# Number of solutions of sinx.tan4x=cosx in (0,π) ?

Jun 23, 2018

$x \in \left\{\frac{\pi}{10} , 3 \frac{\pi}{10} , \frac{\pi}{2} , 7 \frac{\pi}{10} , 9 \frac{\pi}{10}\right\} \subset \left(0 , \pi\right)$.

#### Explanation:

Note that, in the given eqn., $\sin x \ne 0 ,$ because, otherwise

$\cos x = \sin x \tan 4 x = 0 , \text{ contradicting, } {\sin}^{2} + {\cos}^{2} x = 1.$

Hence, we can divide the eqn. by $\sin x ,$ and get,

$\tan 4 x = \cos \frac{x}{\sin} x = \cot x = \tan \left(\frac{\pi}{2} - x\right)$.

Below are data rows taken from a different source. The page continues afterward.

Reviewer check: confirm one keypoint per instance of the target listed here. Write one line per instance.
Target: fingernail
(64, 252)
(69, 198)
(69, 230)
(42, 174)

$\therefore 4 x = \left(\frac{\pi}{2} - x\right) + k \pi , i . e . , 5 x = \frac{\pi}{2} + k \pi , k \in \mathbb{Z}$.

$\therefore x = \frac{\pi}{10} + k \frac{\pi}{5} = \left(2 k + 1\right) \frac{\pi}{10} , k \in \mathbb{Z}$.

But, $0 < x < \pi \therefore 0 < \left(2 k + 1\right) \frac{\pi}{10} < \pi$

$\therefore 0 < 2 k + 1 < 10 , \mathmr{and} , - \frac{1}{2} < k < \frac{9}{2} , k \in \mathbb{Z}$.

$\therefore x = \left(2 k + 1\right) \frac{\pi}{10} , k = 0 , 1 , 2 , 3 , 4$.

$\therefore x \in \left\{\frac{\pi}{10} , 3 \frac{\pi}{10} , \frac{\pi}{2} , 7 \frac{\pi}{10} , 9 \frac{\pi}{10}\right\} \subset \left(0 , \pi\right)$.

Jun 23, 2018

Number of solutions: 5 for $\left(0 , \pi\right)$

#### Explanation:

sin x.tan 4x = cos x
$\tan 4 x = \cot x = \tan \left(\frac{\pi}{2} - x\right)$
Unit circle and property of tan give -->
$4 x = \left(\frac{\pi}{2} - x\right) + k \pi$
$5 x = \frac{\pi}{2} + k \pi$
$x = \frac{\pi}{10} + \frac{k \pi}{5}$
k = 0 --> $x = \frac{\pi}{10}$
k = 1 --> $x = \frac{\pi}{10} + \frac{\pi}{5} = \frac{3 \pi}{10}$
k = 2 --> $x = \frac{\pi}{10} + \frac{2 \pi}{5} = \frac{5 \pi}{10}$
k = 3 --> $x = \frac{\pi}{10} + \frac{3 \pi}{5} = \frac{7 \pi}{5}$
k = 4 --> $x = \frac{\pi}{10} + \frac{4 \pi}{5} = \frac{9 \pi}{10}$
In the interval $\left(0 , \pi\right)$, there are 5 answers.